Distinguishing between a single forgery and multiple forgeries by the same wrongdoer, subsection 4 provides that a customer who fails to exercise the reasonable diligence required in subsection 3 is precluded from asserting a claim against the bank for a single forged item if the bank proves that it suffered a loss from that failure, NRS 104.4406(4)(a), or for multiple forged items by the same wrongdoer paid in good faith by the bank, if the payment was made before the bank received notice from the customer of the unauthorized signature or alteration, but after the customer had 30 days to review the account statement.

These preclusions are subject to exception for the bank’s failure to exercise due care, however: if the customer proves that the bank failed to exercise ordinary care in paying the item and that the failure substantially contributed to loss, the loss is to be divided between the bank and the customer. And if the bank pays the item without good faith, subsection 4’s prohibitions against the customer asserting a claim are inapplicable altogether. But regardless of either the bank’s or the customer’s failure to exercise ordinary care, a customer is precluded from bringing any claim against the bank if it is not brought within one year of the account statement being made available.

To the extent that Bank of America argued that all of Pereos’ claims were barred by NRS 104.4406(4)(b) because the same wrongdoer was responsible for all of the embezzlements and Pereos did not report them within 30 days of receiving the first account statement reflecting the forgeries, the Court noted that the one-year period of repose in NRS 104.4406(6) does not differentiate between a single forgery and multiple forgeries by the same wrongdoer. Because NRS 104.4406(6) does not expressly differentiate between a single forgery and multiple forgeries by the same wrongdoer, the Court concluded that a new limitations period under its one-year statute of repose begins to run with each successive forgery. Thus, the Court found that Pereos was permitted to bring claims consistent with the provisions in NRS 104.4406.

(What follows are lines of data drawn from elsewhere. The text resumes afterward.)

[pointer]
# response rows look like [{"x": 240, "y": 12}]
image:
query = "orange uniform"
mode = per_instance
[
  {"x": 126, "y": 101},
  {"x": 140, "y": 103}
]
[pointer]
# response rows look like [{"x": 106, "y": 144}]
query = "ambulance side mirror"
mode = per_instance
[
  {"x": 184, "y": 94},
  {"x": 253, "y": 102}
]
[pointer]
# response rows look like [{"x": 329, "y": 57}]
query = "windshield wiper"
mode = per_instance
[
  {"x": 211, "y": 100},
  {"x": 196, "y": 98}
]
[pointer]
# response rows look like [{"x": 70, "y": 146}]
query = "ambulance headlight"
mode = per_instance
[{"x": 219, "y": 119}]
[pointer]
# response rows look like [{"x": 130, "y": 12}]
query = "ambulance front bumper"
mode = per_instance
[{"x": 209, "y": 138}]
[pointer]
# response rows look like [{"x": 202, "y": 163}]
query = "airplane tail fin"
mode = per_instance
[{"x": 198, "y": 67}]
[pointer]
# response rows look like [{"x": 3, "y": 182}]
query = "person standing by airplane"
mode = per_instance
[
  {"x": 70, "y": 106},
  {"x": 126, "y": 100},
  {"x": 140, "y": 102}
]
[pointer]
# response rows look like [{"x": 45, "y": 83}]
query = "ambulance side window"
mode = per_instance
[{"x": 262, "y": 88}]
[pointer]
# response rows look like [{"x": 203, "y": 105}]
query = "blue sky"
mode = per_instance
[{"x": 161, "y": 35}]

Moreover, the Court explained that if the customer sufficiently proves that the bank failed to exercise ordinary care in making the unauthorized payment, NRS 104.4406(4)(b)’s limitation period is negated. Here, Pereos, Ltd. Had alleged, and Bank of America did not deny, that it paid on checks drawn from the account signed by Williams after Williams’ authority over the account was removed. Thus, Pereos may be able to prove that Bank of America failed to exercise ordinary care in continuing to honor Williams’ signature on checks despite the account owner’s instructions otherwise. Accordingly, the Court found genuine issues of material fact existed regarding the parties’ fault with respect to these transactions. Even if Pereos, Ltd.’s claims for unauthorized transactions before January 2009 were barred by NRS 104.4406(4)(b), Pereos, Ltd. was entitled to go forward with its claims against Bank of America for those unauthorized payments made during the year before Pereos notified the bank in January 2010. Accordingly, the Court reversed the district court’s summary judgment.